Le montant récolté servira à financer un ensemble de projets sur le moyen terme: «On veut faire des documentaires moyen et long formats, mais aussi un projet d’émission mensuelle. L’objectif du média, c’est de devenir à terme une plateforme, un lieu où l’on crée un ensemble d’images autour de notre communauté», explique Carol. Mais l’intérêt d’une telle levée de fonds réside également dans sa possibilité à juguler la précarisation économique des personnes trans*, souvent écartées des sphères professionnelles traditionnelles.

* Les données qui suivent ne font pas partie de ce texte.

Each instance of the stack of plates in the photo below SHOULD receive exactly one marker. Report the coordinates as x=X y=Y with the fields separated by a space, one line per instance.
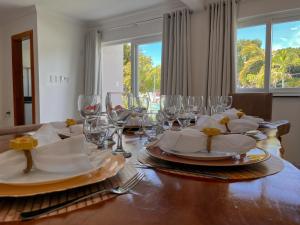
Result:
x=217 y=159
x=41 y=182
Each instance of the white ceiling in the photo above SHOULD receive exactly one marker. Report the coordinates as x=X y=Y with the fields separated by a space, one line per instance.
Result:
x=86 y=10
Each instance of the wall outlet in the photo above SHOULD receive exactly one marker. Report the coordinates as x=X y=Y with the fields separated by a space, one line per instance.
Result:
x=7 y=114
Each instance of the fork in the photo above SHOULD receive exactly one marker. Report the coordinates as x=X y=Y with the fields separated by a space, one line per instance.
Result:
x=185 y=170
x=120 y=190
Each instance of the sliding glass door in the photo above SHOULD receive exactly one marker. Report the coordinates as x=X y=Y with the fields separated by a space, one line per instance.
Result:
x=133 y=66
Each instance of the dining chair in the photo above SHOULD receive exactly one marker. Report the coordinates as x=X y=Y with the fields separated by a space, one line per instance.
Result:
x=260 y=104
x=254 y=104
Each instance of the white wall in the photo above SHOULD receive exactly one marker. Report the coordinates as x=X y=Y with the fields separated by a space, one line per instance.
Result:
x=60 y=43
x=18 y=25
x=283 y=107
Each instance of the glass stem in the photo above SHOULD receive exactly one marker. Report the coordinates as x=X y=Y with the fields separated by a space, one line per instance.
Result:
x=170 y=122
x=119 y=143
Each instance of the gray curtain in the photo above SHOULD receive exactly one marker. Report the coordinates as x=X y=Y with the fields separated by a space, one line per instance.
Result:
x=176 y=58
x=221 y=59
x=92 y=70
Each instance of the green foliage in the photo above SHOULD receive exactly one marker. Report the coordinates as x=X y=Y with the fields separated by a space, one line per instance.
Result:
x=148 y=73
x=251 y=65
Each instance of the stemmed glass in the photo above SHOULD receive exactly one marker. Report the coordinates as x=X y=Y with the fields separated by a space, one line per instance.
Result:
x=119 y=109
x=151 y=125
x=170 y=106
x=89 y=105
x=214 y=104
x=96 y=130
x=186 y=112
x=140 y=107
x=198 y=106
x=226 y=102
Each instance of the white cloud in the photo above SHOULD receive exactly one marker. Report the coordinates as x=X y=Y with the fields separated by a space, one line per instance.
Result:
x=283 y=39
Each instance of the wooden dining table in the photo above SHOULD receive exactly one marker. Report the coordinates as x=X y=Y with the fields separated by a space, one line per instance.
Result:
x=168 y=199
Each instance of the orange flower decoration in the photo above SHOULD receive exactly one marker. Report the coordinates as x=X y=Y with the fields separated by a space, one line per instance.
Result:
x=26 y=144
x=240 y=114
x=211 y=131
x=225 y=122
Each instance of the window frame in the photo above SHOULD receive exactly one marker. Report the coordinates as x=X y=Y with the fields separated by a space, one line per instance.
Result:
x=268 y=20
x=135 y=42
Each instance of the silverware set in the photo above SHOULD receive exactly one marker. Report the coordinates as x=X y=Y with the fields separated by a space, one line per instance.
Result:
x=188 y=170
x=123 y=189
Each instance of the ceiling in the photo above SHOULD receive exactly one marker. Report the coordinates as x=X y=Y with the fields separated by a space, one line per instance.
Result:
x=85 y=10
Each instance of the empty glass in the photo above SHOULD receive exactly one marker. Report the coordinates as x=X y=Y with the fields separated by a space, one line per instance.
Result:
x=96 y=130
x=140 y=107
x=151 y=126
x=89 y=105
x=186 y=112
x=119 y=109
x=170 y=106
x=214 y=105
x=226 y=102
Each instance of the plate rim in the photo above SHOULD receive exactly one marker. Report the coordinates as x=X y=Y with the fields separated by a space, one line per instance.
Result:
x=84 y=173
x=68 y=187
x=198 y=162
x=181 y=155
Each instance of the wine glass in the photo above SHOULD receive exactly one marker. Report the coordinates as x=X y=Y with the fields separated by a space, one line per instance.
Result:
x=151 y=126
x=214 y=104
x=226 y=102
x=89 y=105
x=140 y=107
x=96 y=130
x=186 y=112
x=198 y=106
x=170 y=106
x=119 y=109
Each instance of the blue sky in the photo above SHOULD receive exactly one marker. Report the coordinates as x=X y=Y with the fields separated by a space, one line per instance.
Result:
x=284 y=34
x=153 y=50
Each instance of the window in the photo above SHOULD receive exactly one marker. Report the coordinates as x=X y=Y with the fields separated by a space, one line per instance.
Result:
x=268 y=55
x=133 y=66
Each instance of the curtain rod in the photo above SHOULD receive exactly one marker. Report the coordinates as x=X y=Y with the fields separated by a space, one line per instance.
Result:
x=207 y=5
x=137 y=23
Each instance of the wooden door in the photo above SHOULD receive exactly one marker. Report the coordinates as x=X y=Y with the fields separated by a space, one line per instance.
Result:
x=17 y=73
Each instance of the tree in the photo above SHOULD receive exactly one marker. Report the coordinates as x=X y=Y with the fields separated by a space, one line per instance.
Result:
x=250 y=63
x=285 y=68
x=148 y=73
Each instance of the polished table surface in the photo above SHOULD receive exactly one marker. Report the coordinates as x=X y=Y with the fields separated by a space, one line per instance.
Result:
x=163 y=198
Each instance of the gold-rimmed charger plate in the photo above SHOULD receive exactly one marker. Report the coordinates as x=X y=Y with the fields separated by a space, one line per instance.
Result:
x=110 y=168
x=252 y=157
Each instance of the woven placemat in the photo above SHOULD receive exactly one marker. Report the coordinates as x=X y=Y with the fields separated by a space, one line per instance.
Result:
x=10 y=208
x=235 y=173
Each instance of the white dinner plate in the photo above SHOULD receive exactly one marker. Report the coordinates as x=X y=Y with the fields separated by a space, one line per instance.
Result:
x=213 y=155
x=38 y=177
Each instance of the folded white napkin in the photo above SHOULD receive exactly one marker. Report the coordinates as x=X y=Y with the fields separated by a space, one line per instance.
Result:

C’est ce que soulève Sofia: «Grâce à l’argent reçu, nous allons pouvoir salarier des personnes trans* en intermittence et en auto-entreprise.» Une double vocation pour la plateforme, qui souhaite ainsi à la fois porter les parcours et revendications trans* dans la sphère médiatique, mais également encourager l’entraide et l’autonomie intra-communautaire.
Le local de XY Média, futur lieu de productions et de rencontres
La campagne de financement a permis à XY Média de trouver un local dans Paris pour centraliser ses activités et faciliter la mise en lien de l’équipe. «Nous souhaitons en faire un lieu de travail et de rencontres», s’enthousiasme Sofia. «On veut aussi y faire des formations à destination des personnes trans* pour transmettre les techniques de montage, de cadrage…» Carol ajoute: «C’est aussi un espace où on va pouvoir installer une station de montage afin de créer les vidéos.» À contre-courant d’un nombre important de collectifs s’organisant principalement sur des outils virtuels, notamment Discord, l’équipe reconnaît l’importance pour une communauté marginalisée de pouvoir se retrouver physiquement. «Ça permet de se fédérer entre nous et d’humaniser les rapports au sein de l’équipe», confirme la militante. Par ailleurs, le futur local remplira un objectif central d’archivage du contenu produit. «Il nous permettra de stocker les rushs de nos vidéos, afin qu’ils soient à la disposition de tous les membres de l’équipe», conclut Carol.